For the cake
- 4 large eggs, room temperature
- 1 1/2 cups granulated sugar
- 1/2 cup light brown sugar
- 1 cup vegetable oil (canola works, too)
- 2 tablespoons Rodelle pure vanilla extract
- 1 tablespoon baking powder
- 3 cups all-purpose flour
- 3/4 teaspoon salt
- 1/2 cup whole milk
For the champagne buttercream
- 1 1/2 cups champagne (eventually 3 tablespoons reduced)
- 3/4 cups salted butter, room temperature
- 3 1/2 ounces cream cheese, room temperature
- 1 teaspoon Rodelle pure vanilla extract
- 4 cups powdered sugar
- 2/3 cup raspberry jam
- Preheat oven to 350°F. Grease three 8 -1/2″ cake pans and set aside.
- In a large bowl, whip eggs and both sugars for 3 minutes. Add in oil and Rodelle vanilla extract.
- In a separate bowl, sift together baking powder, flour, and salt. Fold half of flour mixture into wet ingredients, then pour in half of your milk. Repeat with remaining flour and remaining milk.

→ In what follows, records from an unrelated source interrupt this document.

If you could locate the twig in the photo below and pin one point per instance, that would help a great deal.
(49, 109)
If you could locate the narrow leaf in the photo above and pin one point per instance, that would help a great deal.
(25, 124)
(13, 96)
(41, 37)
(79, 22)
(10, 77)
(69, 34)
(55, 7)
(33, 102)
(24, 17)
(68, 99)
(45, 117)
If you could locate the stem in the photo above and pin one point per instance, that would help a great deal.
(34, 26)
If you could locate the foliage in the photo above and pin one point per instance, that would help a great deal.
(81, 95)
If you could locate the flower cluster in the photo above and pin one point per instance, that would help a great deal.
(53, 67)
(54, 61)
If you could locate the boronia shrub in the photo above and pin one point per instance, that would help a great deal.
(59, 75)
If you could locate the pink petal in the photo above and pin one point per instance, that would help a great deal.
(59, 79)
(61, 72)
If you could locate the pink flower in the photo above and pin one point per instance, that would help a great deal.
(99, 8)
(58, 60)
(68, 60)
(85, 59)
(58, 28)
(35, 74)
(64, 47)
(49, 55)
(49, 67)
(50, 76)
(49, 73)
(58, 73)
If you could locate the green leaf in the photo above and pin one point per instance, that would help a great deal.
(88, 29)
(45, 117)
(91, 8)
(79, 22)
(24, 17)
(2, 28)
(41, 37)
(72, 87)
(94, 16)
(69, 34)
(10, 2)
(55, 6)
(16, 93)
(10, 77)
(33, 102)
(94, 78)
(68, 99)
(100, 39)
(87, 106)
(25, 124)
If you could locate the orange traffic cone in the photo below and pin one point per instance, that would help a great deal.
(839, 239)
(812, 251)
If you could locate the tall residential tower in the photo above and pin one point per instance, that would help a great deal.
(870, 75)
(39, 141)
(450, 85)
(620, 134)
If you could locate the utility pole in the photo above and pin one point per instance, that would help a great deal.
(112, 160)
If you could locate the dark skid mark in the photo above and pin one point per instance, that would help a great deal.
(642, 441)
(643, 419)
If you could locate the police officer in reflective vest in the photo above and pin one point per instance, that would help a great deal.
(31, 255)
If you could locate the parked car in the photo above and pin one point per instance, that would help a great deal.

- Pour batter equally into three prepared pans. Bake for 20 minutes, rotating halfway through. Once cooked, allow to cool completely before frosting.
To make the champagne frosting
- Simmer 1 1/2 cups of champagne in a small saucepan over low heat for about 25 minutes, swirling the pan every few minutes to prevent burning. You want to end up with a little over 3 tablespoons of champagne. It will happen! Once reduced, allow to cool completely.
- To make the frosting, whip butter, cream cheese, and vanilla extract until light and fluffy, about 2 minutes. Add in 3 tablespoons reduced champagne and powdered sugar, whipping for another 2 minutes. Transfer to a piping bag with a large circular tip (a piping bag sans tip is fine).
- To to assemble the cake, place first layer of cake on cake stand, then generously pipe a circle of frosting around the outer edge of the top of the cake. In a random pattern, pipe frosting into middle of cake, then smooth out middle of frosting with a spatula, keeping the edge/outer rim of the frosting intact. (Basically you’re making a super shallow divot for the raspberry jam). Fill inner divot with 1/3 cup raspberry jam, spreading it evenly.
- Repeat with second layer.
- For third layer, frost top of cake normally, then frost outside with remaining frosting. Use a cake spatula to scrape frosting from sides to create “naked” look.
- Top with blackberries, edible beads, and edible flowers. If you use a sparkler, be aware that some ashes may end up on the top of the cake. I’d make sure you scrape this off before eating!